Hi all!

I'm having trouble getting an Apiman docker instance up and running.

The setup is a docker-compose coordinated set of containers in a single VM, running on the cloud.

 $ docker ps
CONTAINER ID        IMAGE                 COMMAND                  CREATED             STATUS              PORTS                                                              NAMES
59a1047d84bd        apiman/on-wildfly11   "/opt/jboss/wildfly/…"   25 minutes ago      Up 25 minutes       8080/tcp                                                           apiman
ca8bd1e3bb99        traefik               "/traefik"               About an hour ago   Up 25 minutes       0.0.0.0:80->80/tcp, 0.0.0.0:443->443/tcp, 0.0.0.0:8080->8080/tcp   traefik
2a11b776409c        nginx:alpine          "nginx -g 'daemon of…"   About an hour ago   Up 25 minutes       80/tcp                                                             nginx
21f8c3d3e14e        portainer/portainer   "/portainer"             2 hours ago         Up 25 minutes       9000/tcp                                                           portainer


Traefik proxies all connections and provides SSL termination.
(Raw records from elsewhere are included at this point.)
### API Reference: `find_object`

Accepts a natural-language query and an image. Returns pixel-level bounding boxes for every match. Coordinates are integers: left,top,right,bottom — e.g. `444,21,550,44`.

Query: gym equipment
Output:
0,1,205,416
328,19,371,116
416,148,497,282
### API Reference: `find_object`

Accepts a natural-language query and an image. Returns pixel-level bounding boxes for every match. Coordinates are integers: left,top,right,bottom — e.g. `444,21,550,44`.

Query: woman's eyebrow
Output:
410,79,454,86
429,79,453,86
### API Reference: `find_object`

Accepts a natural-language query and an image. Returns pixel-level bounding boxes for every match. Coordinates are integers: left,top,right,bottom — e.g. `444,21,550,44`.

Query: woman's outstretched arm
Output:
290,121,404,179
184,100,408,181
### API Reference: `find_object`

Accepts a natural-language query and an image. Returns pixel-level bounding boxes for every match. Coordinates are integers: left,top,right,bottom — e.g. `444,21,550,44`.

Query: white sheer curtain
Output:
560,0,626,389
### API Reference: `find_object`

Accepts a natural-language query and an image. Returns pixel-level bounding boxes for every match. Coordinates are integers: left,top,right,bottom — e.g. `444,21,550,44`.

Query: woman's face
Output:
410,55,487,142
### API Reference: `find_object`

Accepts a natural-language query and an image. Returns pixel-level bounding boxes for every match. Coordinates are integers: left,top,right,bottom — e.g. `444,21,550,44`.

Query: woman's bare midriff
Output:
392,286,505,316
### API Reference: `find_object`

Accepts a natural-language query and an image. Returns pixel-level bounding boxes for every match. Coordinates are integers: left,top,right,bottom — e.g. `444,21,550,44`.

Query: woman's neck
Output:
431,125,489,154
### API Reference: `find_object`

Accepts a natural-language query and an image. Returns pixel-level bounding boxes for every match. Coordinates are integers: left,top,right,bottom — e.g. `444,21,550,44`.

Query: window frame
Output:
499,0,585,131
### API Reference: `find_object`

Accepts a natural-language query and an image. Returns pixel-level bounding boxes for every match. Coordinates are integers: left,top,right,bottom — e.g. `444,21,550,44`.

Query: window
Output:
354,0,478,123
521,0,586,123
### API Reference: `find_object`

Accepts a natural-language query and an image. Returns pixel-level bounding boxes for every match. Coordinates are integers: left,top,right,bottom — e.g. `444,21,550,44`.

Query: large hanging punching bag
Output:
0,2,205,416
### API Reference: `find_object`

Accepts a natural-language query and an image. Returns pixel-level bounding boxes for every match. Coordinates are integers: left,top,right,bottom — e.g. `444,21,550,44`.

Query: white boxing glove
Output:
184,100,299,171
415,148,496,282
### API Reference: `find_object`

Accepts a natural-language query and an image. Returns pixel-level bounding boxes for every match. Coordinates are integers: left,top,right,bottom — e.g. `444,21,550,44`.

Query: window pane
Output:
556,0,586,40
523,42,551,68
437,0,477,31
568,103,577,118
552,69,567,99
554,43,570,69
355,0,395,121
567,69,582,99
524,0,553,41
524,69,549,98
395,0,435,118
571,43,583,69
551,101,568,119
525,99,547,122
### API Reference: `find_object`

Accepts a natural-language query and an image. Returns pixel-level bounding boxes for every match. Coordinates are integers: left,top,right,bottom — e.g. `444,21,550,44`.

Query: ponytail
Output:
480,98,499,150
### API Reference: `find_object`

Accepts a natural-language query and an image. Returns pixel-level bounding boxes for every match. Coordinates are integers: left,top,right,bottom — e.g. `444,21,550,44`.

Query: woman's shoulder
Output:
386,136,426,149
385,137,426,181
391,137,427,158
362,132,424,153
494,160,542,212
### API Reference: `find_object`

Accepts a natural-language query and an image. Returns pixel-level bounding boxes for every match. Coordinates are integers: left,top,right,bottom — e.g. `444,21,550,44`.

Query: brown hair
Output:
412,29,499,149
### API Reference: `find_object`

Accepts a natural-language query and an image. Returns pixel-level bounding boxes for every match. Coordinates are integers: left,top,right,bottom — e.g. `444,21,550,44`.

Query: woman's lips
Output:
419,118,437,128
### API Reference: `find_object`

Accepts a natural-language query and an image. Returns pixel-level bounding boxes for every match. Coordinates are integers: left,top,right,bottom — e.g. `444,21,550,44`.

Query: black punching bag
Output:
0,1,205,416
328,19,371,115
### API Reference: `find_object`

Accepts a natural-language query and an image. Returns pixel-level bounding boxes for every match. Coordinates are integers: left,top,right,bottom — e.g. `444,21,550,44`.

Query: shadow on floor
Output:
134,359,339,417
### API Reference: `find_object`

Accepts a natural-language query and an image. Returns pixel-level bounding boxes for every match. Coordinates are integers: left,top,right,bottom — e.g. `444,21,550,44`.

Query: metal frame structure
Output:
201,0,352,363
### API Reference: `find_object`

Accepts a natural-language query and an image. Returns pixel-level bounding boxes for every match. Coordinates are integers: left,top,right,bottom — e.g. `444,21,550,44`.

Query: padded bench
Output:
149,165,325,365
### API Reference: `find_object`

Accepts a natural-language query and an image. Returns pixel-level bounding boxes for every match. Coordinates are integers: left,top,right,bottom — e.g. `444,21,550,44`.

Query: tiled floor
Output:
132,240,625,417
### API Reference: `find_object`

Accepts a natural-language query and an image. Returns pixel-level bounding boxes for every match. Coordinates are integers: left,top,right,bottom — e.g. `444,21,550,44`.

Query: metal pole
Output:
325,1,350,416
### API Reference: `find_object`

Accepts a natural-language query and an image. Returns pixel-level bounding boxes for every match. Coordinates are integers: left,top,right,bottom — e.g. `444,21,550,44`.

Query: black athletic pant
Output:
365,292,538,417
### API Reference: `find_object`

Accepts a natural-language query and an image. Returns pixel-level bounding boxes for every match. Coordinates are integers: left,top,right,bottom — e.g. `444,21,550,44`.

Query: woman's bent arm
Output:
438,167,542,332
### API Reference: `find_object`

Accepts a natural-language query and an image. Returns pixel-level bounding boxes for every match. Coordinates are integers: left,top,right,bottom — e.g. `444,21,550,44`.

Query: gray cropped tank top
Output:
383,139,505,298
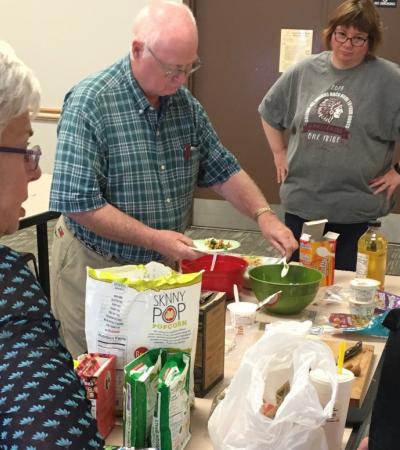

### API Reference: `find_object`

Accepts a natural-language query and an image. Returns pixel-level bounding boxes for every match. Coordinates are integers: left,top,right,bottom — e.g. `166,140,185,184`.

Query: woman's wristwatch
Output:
393,162,400,175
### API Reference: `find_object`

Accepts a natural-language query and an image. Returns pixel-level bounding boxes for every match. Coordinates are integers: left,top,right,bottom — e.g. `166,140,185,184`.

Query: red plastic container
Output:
181,254,248,299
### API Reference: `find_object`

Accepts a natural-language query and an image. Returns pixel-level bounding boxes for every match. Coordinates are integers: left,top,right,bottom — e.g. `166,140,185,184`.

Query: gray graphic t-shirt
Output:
259,51,400,223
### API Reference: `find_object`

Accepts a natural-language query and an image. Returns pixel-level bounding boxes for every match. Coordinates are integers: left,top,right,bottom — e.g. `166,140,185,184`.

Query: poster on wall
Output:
279,29,313,73
374,0,397,7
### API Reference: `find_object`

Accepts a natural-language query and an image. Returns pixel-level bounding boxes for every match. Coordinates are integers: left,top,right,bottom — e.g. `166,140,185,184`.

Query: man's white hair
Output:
0,41,41,137
132,1,197,49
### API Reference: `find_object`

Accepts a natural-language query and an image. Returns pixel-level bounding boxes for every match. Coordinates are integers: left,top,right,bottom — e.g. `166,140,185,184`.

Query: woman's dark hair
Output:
322,0,383,58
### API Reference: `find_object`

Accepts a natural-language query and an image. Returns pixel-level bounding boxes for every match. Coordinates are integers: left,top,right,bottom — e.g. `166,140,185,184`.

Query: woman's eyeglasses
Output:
333,31,368,47
0,145,41,171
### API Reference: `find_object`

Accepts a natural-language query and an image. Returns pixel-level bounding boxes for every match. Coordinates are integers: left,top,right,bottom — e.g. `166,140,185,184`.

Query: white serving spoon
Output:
233,283,240,303
279,256,290,278
210,253,218,271
256,290,282,310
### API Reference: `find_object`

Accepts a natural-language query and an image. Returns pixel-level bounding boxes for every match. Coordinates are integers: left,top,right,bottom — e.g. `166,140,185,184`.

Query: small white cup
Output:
227,302,257,328
310,368,354,450
348,298,375,318
350,278,380,304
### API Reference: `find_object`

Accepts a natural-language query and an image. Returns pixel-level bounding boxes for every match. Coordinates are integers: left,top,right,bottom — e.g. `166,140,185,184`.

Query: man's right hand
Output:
150,229,201,262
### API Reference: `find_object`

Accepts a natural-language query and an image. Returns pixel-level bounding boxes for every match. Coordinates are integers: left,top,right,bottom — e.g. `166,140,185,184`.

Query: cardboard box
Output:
194,291,226,397
300,219,339,287
76,353,116,438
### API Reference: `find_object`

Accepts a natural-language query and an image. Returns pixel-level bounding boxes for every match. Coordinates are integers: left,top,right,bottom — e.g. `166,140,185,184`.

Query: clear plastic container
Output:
356,220,387,289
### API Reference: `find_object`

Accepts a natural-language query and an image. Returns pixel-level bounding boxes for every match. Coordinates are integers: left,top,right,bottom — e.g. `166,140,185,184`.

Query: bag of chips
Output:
85,262,201,410
124,348,165,447
151,352,191,450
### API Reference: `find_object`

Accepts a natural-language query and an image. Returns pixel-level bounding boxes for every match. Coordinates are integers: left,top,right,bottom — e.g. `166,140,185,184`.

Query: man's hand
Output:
257,212,298,258
150,229,200,262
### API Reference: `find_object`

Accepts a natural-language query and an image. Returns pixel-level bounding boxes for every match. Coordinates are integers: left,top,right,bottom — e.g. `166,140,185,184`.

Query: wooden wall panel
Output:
190,0,400,212
190,0,326,202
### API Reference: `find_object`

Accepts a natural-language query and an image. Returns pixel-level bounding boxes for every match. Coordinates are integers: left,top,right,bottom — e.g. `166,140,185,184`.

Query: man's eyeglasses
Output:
147,46,202,79
333,31,368,47
0,145,41,171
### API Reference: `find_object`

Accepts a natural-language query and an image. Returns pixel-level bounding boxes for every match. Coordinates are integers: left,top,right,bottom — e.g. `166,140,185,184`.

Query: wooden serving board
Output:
323,339,374,407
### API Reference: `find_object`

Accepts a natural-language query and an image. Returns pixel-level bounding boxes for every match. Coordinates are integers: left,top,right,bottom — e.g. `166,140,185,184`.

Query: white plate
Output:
239,255,279,270
237,255,280,288
192,238,241,253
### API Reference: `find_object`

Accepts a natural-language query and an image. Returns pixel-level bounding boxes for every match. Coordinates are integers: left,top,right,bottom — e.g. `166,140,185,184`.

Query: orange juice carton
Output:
299,219,339,287
75,353,116,438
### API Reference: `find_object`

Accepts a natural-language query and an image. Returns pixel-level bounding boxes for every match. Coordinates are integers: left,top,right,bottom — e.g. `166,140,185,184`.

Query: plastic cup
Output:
227,302,257,328
310,368,354,450
350,278,380,303
348,298,375,318
226,302,258,357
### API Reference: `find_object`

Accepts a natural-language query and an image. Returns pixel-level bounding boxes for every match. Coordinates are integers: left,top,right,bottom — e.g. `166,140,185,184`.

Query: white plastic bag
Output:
208,320,337,450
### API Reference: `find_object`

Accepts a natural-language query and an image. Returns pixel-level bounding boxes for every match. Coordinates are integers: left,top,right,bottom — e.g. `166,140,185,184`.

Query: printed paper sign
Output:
279,29,313,73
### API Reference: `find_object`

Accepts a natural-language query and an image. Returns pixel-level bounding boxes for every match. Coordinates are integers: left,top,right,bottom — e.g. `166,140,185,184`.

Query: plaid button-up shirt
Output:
49,55,240,263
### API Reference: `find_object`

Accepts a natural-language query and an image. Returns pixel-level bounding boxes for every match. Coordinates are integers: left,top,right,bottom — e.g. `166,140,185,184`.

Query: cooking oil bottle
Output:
356,220,387,289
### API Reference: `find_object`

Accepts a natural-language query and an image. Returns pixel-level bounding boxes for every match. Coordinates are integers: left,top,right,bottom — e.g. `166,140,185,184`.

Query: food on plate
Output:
241,255,263,267
205,237,232,251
I'm using a LetsEncrypt wildcard certificate; each service has a DNS subdomain.
  • API-project.domain.tld -> apiman
  • WEB-project.domain.tld -> nginx (static pages)
  • PORTAINER-project.domain.tld -> portainer 
  • TRAEFIK-project.domain.tld -> traefik
All of this works. I can see on my browser each service including apimanui

The problem starts with the apiman login form. The form itself has a HTTP and not HTTPS action endpoint.

if I login with the admin/admin123! credentials and hit enter, I'll POST to the auth backend, receive a 302 REDIRECT, follow the redirect and then just prints Forbidden to the screen. Refresh or back now fails with Bad request to the screen. The only way to retry is clearing cookies and local storage.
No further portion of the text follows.